CS150 - Fall 2013 - Class 8

  • exercise problem 2
       - why write it the first way?

  • run forecast function in conditionals.py code
       - takes two parameters
          - temperature
          - amount of rain
       - depending on what these values are, gives us different answers
       - to start with, let's just look at the temperature. We want to define 4 temperature bands:
          - > 80 => "hot"
          - 71 - 80 => "warm"
          - 51 - 70 => "cool"
          - <= 50 => "cold"

          - say we have a variable called temperature with the temperature, how would we write the if statements for this?
             if temperature > 80:
                temp = "hot"
             if 70 < temperature <= 80:
                temp = "warm"
             if 51 < temperature <= 70:
                temp = "cool"
             if temperature <= 50:
                temp = "cold"
          - if we know the temperature is above 80, do we need to check any of the other ones?
             - no!
          - Python has another statement that allows us to represent this type of expression: elif

             if <bool expression>:
             elif <bool expression>:
             ... # we can have as many elif blocks as we want

             - the program starts with the first if statement. If it is true, it executes the statements in the if block then goes to the end (after else) and continues
             - if it is false, it goes to the first elif and see if it is true. If it is true, it executes the statements in the elif block then goes to the end (after the else) and continues
             - the program will keep going down the list of elif statements as long as none of them are true
             - if they are all false, then it will execute the statements under else
          - why is the elif useful?
             - avoids redundant calculations: if we know things are mutually exclusive, then once we find one that is true, don't need to check the others
             - can simplify the statements, when we get to an elif statement, we know that the above boolean checks are false and don't need to check those again

  • look at the temperature_report and precipitation_report functions in conditionals.py code
       - both use if-elif-else statements to calculate an answer

  • look at forecast function in conditionals.py code
       - uses the other functions to generate the answer
       - uses '\' for wrapping long lines

  • \
       - Python assumes one statement per line
       - We've seen multi-line strings. Python also allows you to put a statement over multiple lines
       - if you put a \ (backslash) at the end of a line, Python will continue reading on the next line

  • run add_circles function in conditional-turtle.py code
       - similar to the add_circles method that we wrote for assignment 2
          - randomly draws circles throughout the screen
       - how are the circles being colored?
          - upper left quadrant are all purple
          - lower left blue
          - lower right red
          - upper right yellow
       - how could we do this?
          - set the fill color depending on what the x and y value are that the circle will be drawn

  • look at add_circles function in conditional-turtle.py code
       - setcolor_xy function takes the x and y as a parameter and sets the fill color
       - what will this function look like?
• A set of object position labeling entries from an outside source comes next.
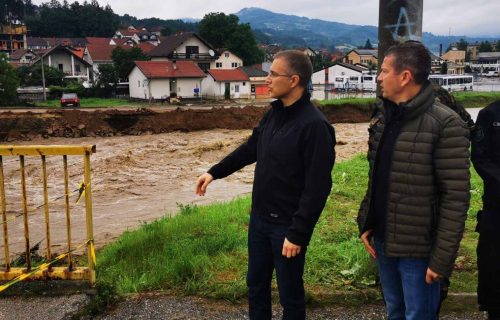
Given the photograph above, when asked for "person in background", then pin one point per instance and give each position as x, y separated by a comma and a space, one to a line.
486, 160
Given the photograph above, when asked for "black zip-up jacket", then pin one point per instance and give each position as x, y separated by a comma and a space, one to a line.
486, 154
294, 150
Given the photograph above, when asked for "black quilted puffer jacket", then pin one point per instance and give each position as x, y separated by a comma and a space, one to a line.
429, 183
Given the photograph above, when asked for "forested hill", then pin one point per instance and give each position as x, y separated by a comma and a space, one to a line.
293, 31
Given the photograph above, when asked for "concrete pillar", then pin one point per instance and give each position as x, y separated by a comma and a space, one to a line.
399, 21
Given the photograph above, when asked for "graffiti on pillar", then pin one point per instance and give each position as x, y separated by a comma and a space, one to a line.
403, 24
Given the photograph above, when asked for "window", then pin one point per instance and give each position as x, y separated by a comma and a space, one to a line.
191, 50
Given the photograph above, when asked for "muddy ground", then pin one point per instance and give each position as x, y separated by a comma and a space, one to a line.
138, 176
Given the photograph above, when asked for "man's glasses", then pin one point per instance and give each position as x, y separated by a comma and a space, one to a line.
273, 74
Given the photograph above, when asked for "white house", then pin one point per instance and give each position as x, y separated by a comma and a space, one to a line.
159, 79
227, 60
185, 46
343, 76
235, 80
67, 61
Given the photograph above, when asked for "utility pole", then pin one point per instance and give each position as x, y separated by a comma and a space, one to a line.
399, 21
43, 81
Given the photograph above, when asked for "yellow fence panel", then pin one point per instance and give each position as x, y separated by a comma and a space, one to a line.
47, 270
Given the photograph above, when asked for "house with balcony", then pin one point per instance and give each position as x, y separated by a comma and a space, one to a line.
257, 78
485, 62
227, 60
235, 81
12, 37
69, 62
185, 46
157, 80
365, 57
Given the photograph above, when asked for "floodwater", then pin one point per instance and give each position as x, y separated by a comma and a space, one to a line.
136, 179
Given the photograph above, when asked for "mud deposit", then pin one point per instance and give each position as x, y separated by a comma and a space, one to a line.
135, 178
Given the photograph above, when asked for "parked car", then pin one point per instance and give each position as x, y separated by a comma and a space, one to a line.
70, 99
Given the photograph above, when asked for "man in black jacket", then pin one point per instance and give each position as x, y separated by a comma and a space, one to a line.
486, 160
293, 146
418, 192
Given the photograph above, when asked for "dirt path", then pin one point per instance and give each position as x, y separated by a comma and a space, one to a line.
135, 179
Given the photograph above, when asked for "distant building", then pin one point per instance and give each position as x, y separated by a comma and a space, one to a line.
155, 80
362, 56
12, 37
455, 60
218, 81
485, 62
227, 60
185, 46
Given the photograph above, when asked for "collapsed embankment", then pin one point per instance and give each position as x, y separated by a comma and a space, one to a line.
74, 123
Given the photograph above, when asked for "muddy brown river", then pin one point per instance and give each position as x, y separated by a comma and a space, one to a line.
135, 179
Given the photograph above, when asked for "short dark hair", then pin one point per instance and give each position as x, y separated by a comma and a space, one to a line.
414, 56
298, 63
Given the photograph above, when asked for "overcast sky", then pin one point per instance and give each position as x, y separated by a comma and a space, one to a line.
441, 17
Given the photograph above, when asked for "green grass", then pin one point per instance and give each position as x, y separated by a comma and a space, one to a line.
202, 250
90, 103
476, 99
362, 102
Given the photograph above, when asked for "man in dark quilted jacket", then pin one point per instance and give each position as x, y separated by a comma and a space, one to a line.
413, 215
486, 160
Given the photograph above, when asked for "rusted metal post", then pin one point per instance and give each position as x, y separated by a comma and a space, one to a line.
4, 218
88, 210
25, 214
46, 207
399, 21
68, 218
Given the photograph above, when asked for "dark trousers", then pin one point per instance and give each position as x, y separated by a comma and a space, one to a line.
265, 243
488, 262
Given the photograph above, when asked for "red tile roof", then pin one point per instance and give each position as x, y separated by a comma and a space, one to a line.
96, 40
228, 75
146, 46
100, 52
165, 69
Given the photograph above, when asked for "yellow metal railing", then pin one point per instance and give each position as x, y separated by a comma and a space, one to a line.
46, 270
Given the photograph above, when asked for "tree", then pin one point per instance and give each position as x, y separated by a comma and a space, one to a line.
123, 60
9, 82
462, 44
224, 31
485, 46
55, 19
444, 68
367, 45
217, 28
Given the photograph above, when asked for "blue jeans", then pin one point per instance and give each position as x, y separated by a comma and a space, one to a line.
406, 294
265, 243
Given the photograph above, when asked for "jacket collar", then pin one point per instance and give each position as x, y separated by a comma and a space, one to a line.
414, 107
278, 104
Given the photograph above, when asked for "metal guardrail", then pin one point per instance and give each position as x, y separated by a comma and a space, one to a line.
46, 270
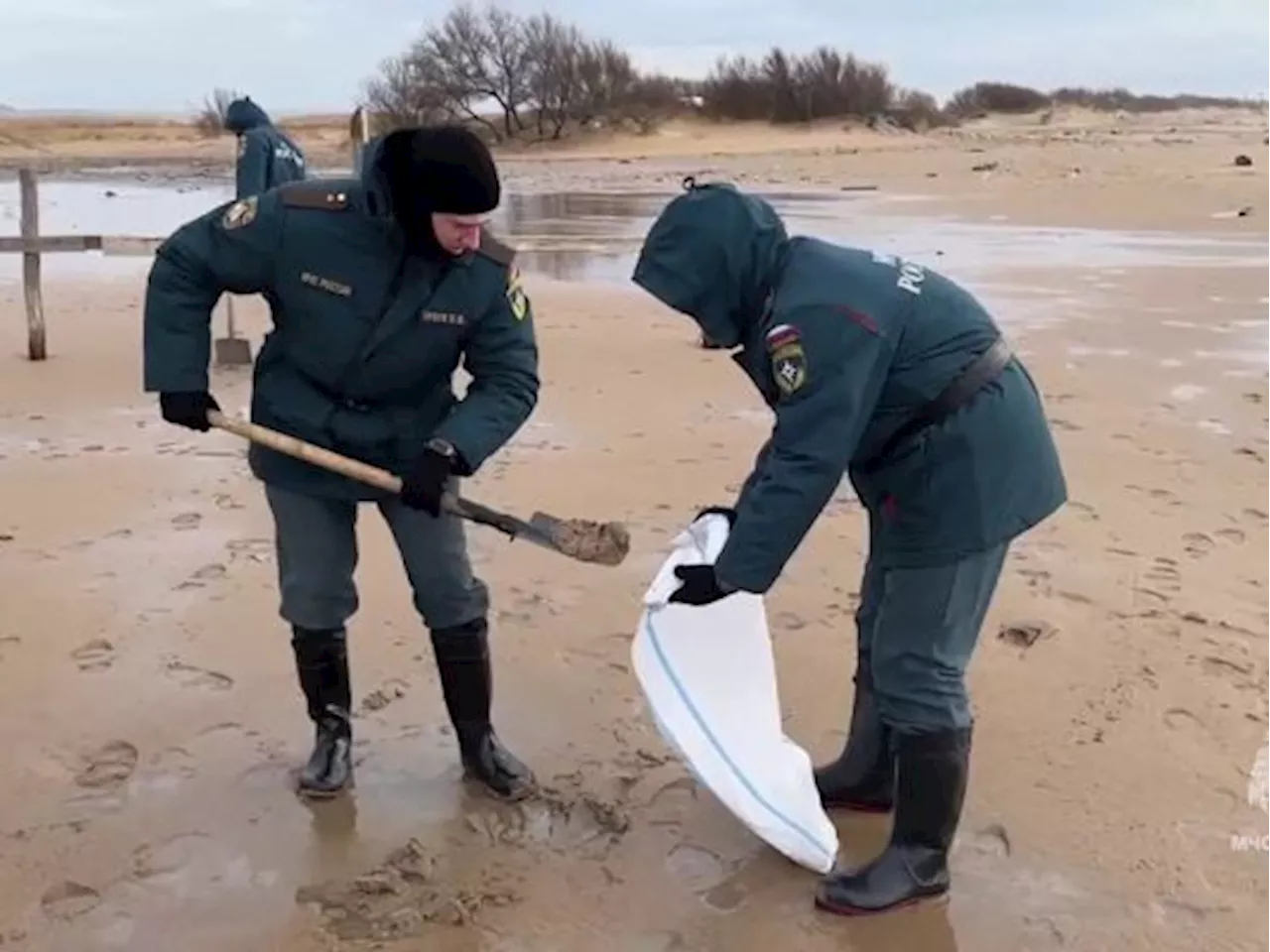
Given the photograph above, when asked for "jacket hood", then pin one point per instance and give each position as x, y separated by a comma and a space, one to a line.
712, 254
244, 114
373, 175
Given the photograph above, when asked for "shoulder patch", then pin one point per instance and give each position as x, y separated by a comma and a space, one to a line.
313, 194
786, 357
495, 250
516, 298
780, 334
240, 213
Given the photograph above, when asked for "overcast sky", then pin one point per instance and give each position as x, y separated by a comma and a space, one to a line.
314, 55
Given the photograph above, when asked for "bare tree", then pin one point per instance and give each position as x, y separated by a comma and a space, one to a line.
556, 72
209, 119
404, 95
512, 75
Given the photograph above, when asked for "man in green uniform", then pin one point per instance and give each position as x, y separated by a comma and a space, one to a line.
379, 287
889, 373
267, 157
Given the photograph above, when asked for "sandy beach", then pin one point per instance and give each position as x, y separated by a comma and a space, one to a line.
148, 685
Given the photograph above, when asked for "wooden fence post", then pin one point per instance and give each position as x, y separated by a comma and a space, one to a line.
358, 135
37, 344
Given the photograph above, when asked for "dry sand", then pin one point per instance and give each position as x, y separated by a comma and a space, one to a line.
154, 720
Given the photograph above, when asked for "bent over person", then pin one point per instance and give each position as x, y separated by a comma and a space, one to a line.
379, 287
267, 157
892, 375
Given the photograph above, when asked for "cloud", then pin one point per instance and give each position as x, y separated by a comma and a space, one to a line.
157, 55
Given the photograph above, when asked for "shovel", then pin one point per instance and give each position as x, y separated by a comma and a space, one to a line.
232, 350
604, 543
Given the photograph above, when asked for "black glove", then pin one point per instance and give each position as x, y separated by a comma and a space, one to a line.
699, 585
189, 409
426, 481
719, 511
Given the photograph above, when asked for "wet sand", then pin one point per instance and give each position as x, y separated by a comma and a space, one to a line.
149, 688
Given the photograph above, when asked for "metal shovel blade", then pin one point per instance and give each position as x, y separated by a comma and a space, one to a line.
232, 352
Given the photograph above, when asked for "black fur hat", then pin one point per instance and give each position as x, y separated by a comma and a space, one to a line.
449, 171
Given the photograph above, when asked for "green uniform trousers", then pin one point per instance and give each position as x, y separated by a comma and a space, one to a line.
317, 551
917, 631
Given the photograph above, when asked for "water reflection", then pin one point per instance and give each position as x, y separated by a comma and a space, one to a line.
594, 235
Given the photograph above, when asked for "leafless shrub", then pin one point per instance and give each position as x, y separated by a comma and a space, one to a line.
209, 119
540, 77
516, 77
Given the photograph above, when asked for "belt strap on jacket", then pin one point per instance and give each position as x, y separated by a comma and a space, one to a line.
982, 371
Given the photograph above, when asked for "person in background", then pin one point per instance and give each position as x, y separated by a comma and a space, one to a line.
883, 371
267, 157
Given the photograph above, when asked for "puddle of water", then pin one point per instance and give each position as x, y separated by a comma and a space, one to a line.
594, 235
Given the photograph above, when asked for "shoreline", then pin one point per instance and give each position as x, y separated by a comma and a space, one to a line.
1152, 671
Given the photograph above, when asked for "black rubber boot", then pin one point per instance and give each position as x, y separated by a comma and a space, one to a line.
466, 682
321, 662
930, 792
864, 775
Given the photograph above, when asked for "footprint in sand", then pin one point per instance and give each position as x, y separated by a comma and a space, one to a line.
169, 858
992, 839
1198, 544
1084, 509
190, 676
252, 549
1180, 719
1164, 574
208, 572
1257, 517
94, 655
67, 900
108, 767
187, 521
1232, 670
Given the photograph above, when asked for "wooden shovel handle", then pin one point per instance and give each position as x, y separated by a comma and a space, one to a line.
299, 448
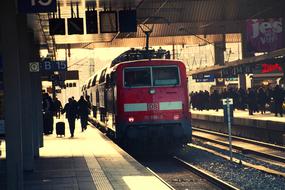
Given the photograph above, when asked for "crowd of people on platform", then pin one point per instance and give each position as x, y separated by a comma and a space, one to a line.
254, 100
73, 110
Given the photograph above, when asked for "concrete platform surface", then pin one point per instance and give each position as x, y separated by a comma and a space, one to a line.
87, 161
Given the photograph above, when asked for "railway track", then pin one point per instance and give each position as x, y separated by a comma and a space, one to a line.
246, 146
204, 174
181, 175
220, 148
178, 174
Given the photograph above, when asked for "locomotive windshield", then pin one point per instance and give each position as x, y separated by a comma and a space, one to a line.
165, 76
151, 76
136, 77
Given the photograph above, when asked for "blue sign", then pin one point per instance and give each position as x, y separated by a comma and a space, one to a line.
50, 66
36, 6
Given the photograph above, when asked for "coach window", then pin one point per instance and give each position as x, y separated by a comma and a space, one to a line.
137, 77
165, 76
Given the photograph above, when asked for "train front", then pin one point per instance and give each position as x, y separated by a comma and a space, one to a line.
153, 105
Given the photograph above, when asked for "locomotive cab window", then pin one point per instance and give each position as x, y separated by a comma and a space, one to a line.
165, 76
137, 77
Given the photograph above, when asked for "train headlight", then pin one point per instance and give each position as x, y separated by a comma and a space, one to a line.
176, 117
131, 119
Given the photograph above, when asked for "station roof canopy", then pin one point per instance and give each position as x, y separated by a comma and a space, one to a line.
171, 21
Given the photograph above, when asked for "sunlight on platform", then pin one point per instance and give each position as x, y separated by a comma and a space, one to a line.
143, 182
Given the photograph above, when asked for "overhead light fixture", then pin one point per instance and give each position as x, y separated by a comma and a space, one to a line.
75, 25
57, 25
91, 21
108, 22
128, 21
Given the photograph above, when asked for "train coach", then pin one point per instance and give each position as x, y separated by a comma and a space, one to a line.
143, 100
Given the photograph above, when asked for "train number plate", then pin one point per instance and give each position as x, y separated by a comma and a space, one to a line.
152, 106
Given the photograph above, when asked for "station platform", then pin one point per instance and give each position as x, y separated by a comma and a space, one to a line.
264, 127
87, 161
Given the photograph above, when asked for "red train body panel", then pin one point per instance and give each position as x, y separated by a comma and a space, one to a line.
146, 100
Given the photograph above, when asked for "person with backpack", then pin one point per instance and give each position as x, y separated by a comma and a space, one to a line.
71, 111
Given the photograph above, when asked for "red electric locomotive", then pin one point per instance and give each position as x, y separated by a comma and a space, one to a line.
145, 100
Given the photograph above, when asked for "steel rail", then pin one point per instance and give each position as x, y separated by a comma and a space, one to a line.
273, 146
244, 150
212, 179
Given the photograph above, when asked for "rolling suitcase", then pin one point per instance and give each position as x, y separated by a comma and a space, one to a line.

  • look at setcolor_xy function in conditional-turtle.py code
       - uses the if-elif-else statement to select between the four options

  • run add_circles function in conditional-turtle.py code with setcolor_random function instead of setcolor_xy
       - what does this do?
          - randomly picks between blue, purple, red and yellow (instead of based on x, y)
       - how could we get this behavior?
          - use random.randint to select a number between 1 and 4
          - save this number and use it in an if-elif-else statement
             - you MUST save this number to a variable and not try and do your if/else statement based on new calls to random.randint
       - look at setcolor_random function

  • prime numbers
       - what is a prime number?
          - a number that is only divisible by 1 and itself
       - what are the first 10 prime numbers?
          - the first 100?
          - the first 1000?
       - How could we write a program that figured this out?
       - To start with, how can we tell if a number is prime?
          - try and divide it by all of the numbers between 1 and the number
          - if none of them divide evenly, then it's prime, otherwise it's not
       - A few questions:
          - do we need to check all of the numbers up to that number?
             - just need to check up to sqrt(number)
          - how can we check to see if a number divides evenly?
             - use the remainder/modulo operator and see if it equals 0 (i.e. no remainder)
          - how can we check all of the numbers?
             - use a for loop

  • look at isprime function in while.py code
       - for loop starting at 2 up to the sqrt of the number
          - there are multiple versions of the range function
             - range with a simple parameter starts counting at 0 up to but not including the specified number
             - range with 2 parameters starts counting at the first number up to, but not including, the second number

                for i in range(10, 20):
                   print i

                would print out the numbers from 10 - 19 (but not 20)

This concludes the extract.